Questions fréquentes

Quelle plante africaine fait baisser la glycémie en Guinée ?

Le kinkeliba (séréou en Guinée) est la plante la mieux documentée — l'IRD Saint-Louis a mesuré une réduction glycémique de 15 à 20 % après trois semaines chez 120 participants. Bridelia ferruginea, étudiée au CERESCOR Conakry, complète l'arsenal local avec Morinda lucida (pagne-pagne) en Guinée Forestière.

Le séréou (kinkeliba) est-il vraiment efficace contre le diabète à Conakry ?

Oui, mais avec nuance. Une étude clinique sur 120 participants ouest-africains a documenté une réduction de 15 à 20 % de la glycémie.

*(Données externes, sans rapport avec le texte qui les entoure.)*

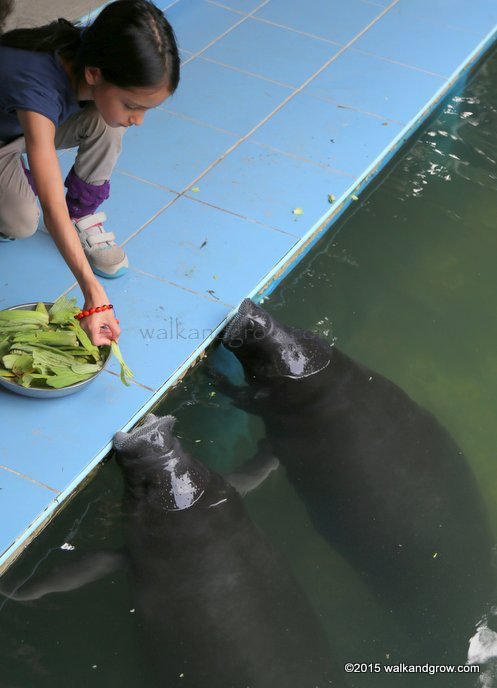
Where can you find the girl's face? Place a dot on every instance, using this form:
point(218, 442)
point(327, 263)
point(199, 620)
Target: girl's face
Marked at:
point(122, 107)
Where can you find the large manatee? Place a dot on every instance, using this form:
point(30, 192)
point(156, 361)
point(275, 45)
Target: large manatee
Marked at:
point(382, 480)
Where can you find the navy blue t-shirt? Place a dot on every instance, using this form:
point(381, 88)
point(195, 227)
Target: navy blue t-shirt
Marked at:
point(36, 82)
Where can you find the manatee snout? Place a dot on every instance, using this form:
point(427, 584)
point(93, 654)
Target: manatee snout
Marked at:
point(250, 325)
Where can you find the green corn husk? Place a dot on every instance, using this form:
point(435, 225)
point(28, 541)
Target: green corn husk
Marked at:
point(17, 318)
point(49, 349)
point(125, 371)
point(51, 338)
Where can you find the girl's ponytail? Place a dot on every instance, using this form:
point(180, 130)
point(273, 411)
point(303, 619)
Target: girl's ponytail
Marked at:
point(60, 35)
point(130, 41)
point(6, 7)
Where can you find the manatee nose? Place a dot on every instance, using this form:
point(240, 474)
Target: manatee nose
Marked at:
point(250, 324)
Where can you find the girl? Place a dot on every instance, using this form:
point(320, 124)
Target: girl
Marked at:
point(63, 86)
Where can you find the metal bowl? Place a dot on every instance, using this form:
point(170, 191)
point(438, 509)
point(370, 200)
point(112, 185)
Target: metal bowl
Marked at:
point(50, 393)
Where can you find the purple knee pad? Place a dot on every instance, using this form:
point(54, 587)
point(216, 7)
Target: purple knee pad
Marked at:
point(83, 198)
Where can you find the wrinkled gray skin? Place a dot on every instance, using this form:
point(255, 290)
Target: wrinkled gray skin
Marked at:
point(383, 482)
point(216, 605)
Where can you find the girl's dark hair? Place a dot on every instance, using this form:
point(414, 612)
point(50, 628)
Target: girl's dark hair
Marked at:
point(130, 41)
point(6, 7)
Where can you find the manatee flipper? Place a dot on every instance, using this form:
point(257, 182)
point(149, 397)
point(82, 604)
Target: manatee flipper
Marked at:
point(81, 570)
point(240, 395)
point(254, 471)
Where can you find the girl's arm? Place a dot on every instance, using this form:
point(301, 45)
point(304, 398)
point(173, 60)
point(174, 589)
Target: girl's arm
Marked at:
point(39, 133)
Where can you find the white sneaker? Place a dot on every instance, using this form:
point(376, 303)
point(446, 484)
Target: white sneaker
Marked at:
point(106, 258)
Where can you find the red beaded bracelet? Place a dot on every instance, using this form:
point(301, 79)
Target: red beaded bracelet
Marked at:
point(91, 311)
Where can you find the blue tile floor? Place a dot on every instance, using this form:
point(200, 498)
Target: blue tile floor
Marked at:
point(281, 104)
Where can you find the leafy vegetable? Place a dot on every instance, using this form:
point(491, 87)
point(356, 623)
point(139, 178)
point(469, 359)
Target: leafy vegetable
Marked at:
point(49, 349)
point(125, 371)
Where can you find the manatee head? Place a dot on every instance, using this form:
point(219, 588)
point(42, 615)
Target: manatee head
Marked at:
point(270, 351)
point(156, 468)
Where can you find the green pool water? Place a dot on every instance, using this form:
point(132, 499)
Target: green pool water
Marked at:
point(406, 284)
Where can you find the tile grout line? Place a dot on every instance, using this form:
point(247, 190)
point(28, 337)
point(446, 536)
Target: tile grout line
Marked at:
point(212, 299)
point(292, 95)
point(263, 121)
point(29, 479)
point(225, 33)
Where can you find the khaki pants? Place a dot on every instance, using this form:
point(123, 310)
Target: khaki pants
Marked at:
point(98, 149)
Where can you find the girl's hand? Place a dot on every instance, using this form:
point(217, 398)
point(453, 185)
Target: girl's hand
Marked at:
point(102, 327)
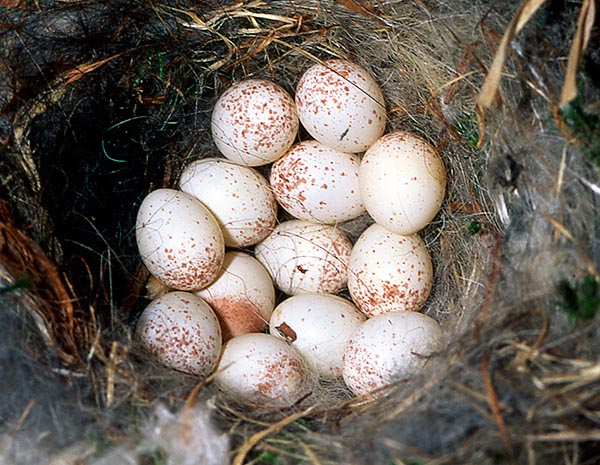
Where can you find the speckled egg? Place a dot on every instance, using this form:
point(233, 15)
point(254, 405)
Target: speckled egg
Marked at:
point(304, 257)
point(316, 183)
point(341, 105)
point(409, 174)
point(254, 122)
point(180, 331)
point(179, 240)
point(239, 197)
point(319, 326)
point(262, 369)
point(388, 272)
point(389, 348)
point(243, 296)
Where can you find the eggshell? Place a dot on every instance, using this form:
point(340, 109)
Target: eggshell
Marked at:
point(409, 174)
point(254, 122)
point(388, 272)
point(179, 240)
point(304, 257)
point(239, 197)
point(262, 369)
point(243, 296)
point(180, 331)
point(389, 348)
point(319, 326)
point(317, 183)
point(341, 105)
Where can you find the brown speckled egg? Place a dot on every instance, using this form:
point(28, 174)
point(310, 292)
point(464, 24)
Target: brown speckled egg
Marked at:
point(179, 240)
point(304, 257)
point(262, 369)
point(254, 122)
point(319, 326)
point(388, 272)
point(239, 197)
point(388, 348)
point(243, 296)
point(341, 105)
point(406, 171)
point(316, 183)
point(180, 331)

Au marché de Madina à Conakry, un fagot coûte environ 5 000 GNF. Attention : le séréou potentialise la metformine et peut provoquer une hypoglycémie.

Comment adapter le mafé et le riz au gras quand on est diabétique en Guinée ?

Remplacer le riz blanc par du riz étuvé (IG 50 contre 73), réduire la portion à un tiers de l'assiette, et compléter avec du fonio (findi en pular, fini en malinké, IG 28 à 40). Le fonio du Fouta Djallon est l'arme alimentaire guinéenne la plus puissante contre les pics glycémiques post-repas.